A rancher wants to fence in an area of 1500000 square feet in a rectangular field and then divide it in half with a fence down the middle parallel to one side. What is the shortest length of fence that the rancher can use?

Area to be fenced in, A = 1,500,000 sq.ft.

Width (shorter side) = x
Length (longer side) = A/x

Total length of fence, L
= 3x+2(A/x)

Differentiate with respect to x:
dL/dx = 3 - 2A/x²

To get minimum length,
dL/dx = 0
3 - 2A/x² = 0
x=sqrt(2A/3)=1000 ft.

Check that d²L/dx²>0 for L to be a minimum.

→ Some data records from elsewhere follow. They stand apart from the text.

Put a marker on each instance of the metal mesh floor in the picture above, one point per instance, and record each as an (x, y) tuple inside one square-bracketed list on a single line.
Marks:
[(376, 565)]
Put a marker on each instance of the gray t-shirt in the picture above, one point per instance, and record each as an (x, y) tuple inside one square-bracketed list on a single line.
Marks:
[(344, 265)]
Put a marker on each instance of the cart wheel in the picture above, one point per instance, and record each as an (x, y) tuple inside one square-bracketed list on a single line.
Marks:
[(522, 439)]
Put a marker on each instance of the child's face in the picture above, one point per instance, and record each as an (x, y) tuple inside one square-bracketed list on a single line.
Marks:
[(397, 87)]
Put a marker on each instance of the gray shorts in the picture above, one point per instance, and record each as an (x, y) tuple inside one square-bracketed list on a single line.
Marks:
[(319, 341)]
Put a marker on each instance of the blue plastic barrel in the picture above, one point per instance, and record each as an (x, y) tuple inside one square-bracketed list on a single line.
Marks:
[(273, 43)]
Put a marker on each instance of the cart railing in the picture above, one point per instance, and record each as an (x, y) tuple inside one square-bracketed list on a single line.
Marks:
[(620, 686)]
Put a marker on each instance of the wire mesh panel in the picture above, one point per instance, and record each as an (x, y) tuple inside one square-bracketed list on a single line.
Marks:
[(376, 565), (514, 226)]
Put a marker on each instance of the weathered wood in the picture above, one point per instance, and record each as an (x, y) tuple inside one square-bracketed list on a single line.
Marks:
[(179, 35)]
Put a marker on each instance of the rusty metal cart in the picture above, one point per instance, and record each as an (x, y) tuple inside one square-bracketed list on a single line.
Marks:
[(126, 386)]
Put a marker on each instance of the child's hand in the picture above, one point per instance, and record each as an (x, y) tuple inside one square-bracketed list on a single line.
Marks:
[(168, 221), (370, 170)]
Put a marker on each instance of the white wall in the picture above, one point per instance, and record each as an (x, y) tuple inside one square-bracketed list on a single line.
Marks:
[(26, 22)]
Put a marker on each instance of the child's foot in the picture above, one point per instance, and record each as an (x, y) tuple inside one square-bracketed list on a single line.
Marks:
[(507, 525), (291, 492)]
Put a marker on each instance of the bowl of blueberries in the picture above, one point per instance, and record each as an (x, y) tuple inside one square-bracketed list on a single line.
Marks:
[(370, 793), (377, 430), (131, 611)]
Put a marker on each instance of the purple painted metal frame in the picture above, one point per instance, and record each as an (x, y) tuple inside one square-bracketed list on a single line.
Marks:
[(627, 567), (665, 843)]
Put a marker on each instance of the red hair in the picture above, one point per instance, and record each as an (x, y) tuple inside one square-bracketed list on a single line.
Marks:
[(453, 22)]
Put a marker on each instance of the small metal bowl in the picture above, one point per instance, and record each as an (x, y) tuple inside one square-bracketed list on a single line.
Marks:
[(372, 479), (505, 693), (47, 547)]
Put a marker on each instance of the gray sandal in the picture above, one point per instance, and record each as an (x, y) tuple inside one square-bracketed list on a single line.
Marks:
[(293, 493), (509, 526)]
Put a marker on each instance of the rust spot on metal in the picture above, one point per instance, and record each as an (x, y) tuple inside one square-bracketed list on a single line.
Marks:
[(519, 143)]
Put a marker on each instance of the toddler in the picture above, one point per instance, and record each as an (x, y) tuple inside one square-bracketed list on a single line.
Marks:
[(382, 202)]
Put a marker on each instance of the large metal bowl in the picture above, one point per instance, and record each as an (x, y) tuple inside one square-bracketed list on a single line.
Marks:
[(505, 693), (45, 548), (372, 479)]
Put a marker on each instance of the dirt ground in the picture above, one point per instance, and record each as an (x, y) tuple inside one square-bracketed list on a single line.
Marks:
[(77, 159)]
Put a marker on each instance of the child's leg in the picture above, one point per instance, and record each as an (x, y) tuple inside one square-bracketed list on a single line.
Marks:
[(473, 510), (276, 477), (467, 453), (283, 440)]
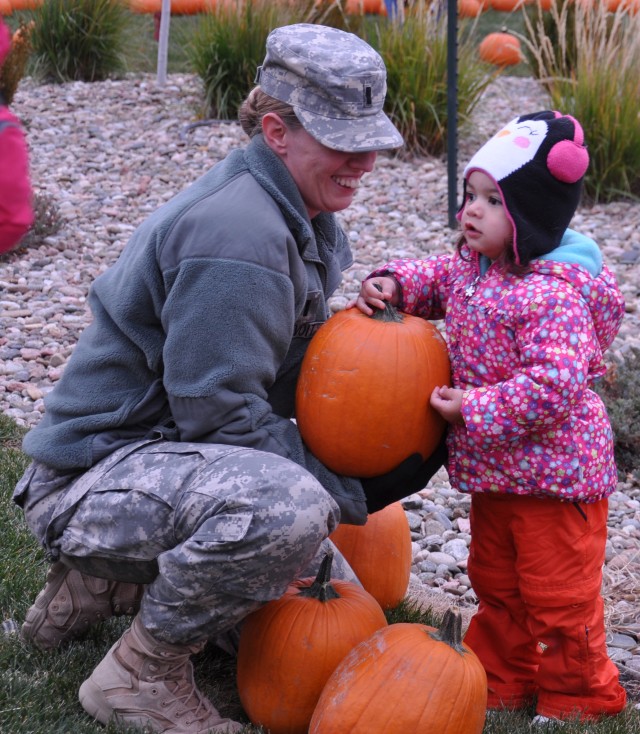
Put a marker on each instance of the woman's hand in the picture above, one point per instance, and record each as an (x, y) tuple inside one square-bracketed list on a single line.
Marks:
[(374, 293), (448, 402)]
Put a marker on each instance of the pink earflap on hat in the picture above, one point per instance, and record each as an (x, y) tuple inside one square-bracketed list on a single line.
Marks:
[(538, 161), (568, 159)]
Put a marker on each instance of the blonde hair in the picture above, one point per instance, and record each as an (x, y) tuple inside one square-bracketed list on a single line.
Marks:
[(257, 105)]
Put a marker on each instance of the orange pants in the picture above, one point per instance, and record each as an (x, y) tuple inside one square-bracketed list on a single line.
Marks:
[(536, 567)]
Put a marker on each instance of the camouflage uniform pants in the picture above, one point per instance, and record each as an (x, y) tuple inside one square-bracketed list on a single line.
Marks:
[(215, 531)]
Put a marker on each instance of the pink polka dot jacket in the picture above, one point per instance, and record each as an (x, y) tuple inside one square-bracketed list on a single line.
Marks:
[(526, 351)]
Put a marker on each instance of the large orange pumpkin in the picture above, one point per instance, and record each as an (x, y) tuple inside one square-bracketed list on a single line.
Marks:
[(365, 7), (406, 679), (506, 6), (362, 400), (289, 648), (379, 553), (500, 48)]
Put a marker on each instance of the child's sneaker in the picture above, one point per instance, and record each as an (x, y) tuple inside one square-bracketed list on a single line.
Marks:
[(539, 721)]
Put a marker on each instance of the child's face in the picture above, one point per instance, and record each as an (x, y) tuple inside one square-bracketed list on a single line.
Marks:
[(485, 225)]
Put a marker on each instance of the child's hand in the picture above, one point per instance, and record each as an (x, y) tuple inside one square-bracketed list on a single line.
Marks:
[(448, 402), (374, 293)]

Calculate the length of fence required.

thank you so much for the clear explanation. i really understand how to do the problem now! i appreciate it!

You're welcome!

what is the answer of this question?

To find the shortest length of fence, we need to determine the dimensions of the rectangular field first. Let's assume the length of the field is L feet and the width is W feet.

The total area of the rectangular field is given as 1,500,000 square feet. Therefore, we can write the equation for the area as:

L * W = 1,500,000

We are also told that the field needs to be divided in half with a fence down the middle parallel to one side. This means that one part of the field will have a length of L/2 feet and the other part will also have a length of L/2 feet.

Now, let's solve for the dimensions of the field. We can rewrite the equation for area in terms of L:

L * W = 1,500,000
L = 1,500,000 / W

Substituting L/2 for L in the equation, we get:

(L/2) * W = 1,500,000
L * W = 3,000,000

Comparing this equation with the original equation for the area, we can see that the area of the field when it is divided in half is twice the original area. Therefore, the dimensions of the field when divided in half are:

L = √(3,000,000)
W = 1,500,000 / √(3,000,000)

Now that we know the dimensions of the field, we can calculate the shortest length of fence needed. There are four sides of the rectangular field, and two sides need to be divided by the fence. So, the length of the fence required in this case will be:

Length of fence = 2L + W

Substituting the values of L and W, we get:

Length of fence = 2 * √(3,000,000) + (1,500,000 / √(3,000,000))

Calculating this equation will give us the shortest length of fence that the rancher can use.